From our November 2012 issue

By Garth Combs – Airdrie, Alta.

I was born on Sept. 10, 1922 at Deloraine, Man., and joined the Royal Winnipeg Rifles Regiment on Jan. 6, 1942. I was a rifleman in 7th Platoon of ‘A’ Company, trained in Canada for five months and then was sent to Aldershot, England.

I went into action on June 6, 1944 in Normandy, France and took part in the D-Day Invasion on Juno Beach. We had to battle 10-foot waves in very rough seas. When the ramp of our landing craft was lowered, I was fourth out of it and a huge wave hit me and I went under water. We carried an average of 80 pounds of equipment.

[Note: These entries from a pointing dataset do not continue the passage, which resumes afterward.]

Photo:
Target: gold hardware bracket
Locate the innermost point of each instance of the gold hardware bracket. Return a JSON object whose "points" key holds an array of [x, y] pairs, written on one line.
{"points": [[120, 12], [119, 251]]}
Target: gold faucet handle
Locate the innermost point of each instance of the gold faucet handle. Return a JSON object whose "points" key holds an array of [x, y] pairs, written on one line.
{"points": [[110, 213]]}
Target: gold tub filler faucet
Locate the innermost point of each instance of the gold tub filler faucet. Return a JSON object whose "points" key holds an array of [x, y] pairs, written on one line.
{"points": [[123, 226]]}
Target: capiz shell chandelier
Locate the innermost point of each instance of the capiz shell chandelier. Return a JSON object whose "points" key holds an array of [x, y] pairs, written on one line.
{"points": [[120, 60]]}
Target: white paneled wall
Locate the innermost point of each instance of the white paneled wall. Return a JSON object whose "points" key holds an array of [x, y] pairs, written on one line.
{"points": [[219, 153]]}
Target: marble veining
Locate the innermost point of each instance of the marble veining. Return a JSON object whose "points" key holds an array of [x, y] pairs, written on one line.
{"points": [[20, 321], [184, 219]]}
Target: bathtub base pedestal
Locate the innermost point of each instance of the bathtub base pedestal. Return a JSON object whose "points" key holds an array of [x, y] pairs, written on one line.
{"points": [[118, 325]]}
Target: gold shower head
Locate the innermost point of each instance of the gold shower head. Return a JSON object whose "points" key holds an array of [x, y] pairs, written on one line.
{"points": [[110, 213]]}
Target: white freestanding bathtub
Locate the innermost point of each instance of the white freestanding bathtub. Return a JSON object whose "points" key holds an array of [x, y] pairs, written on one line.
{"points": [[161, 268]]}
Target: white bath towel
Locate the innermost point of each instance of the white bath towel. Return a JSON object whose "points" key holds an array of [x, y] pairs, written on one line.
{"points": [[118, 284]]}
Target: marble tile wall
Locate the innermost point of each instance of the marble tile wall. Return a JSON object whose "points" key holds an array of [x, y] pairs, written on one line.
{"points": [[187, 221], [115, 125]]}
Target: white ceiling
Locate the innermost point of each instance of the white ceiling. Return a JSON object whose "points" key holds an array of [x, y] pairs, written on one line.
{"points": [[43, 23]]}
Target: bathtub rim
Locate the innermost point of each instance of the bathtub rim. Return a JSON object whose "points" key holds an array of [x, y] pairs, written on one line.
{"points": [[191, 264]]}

Luckily, I surfaced. I was a non-swimmer and got to shore somehow. I could see machine gun fire arcing towards us because it was laced with tracer rounds and it was like a water hose spraying our front and ramp area.

There was fierce and intense blasting of German machine guns, mortars, and artillery fire. As I was running on the beach I could see some of my buddies lying dead or wounded.

I had to get past the gun posts and hopefully into the village to dash inland. We cleared the villages of Graye-sur-Mer and St. Croix-sur-Mer.

On June 7, ‘A’ Company of the Royal Winnipeg Rifless crossed the roadway from Bayeux to Caen to be the first unit of the invasion force to reach their objective along with the Regina Rifles.

I was wounded on June 8 and sent back to England. I later rejoined my regiment in Belgium and continued to fight until the end of the war. I feel very humble and fortunate that I was spared when many of my buddies weren’t.

I returned to Canada, was discharged in 1946 and started farming.

In 1951, I married Jill Lebeau of Glenora, Man. who was teaching in my district called Thirlstane. We have 3 children. We moved to Gibsons, B.C. in 1969 and after retiring in 1988, we moved to Airdrie.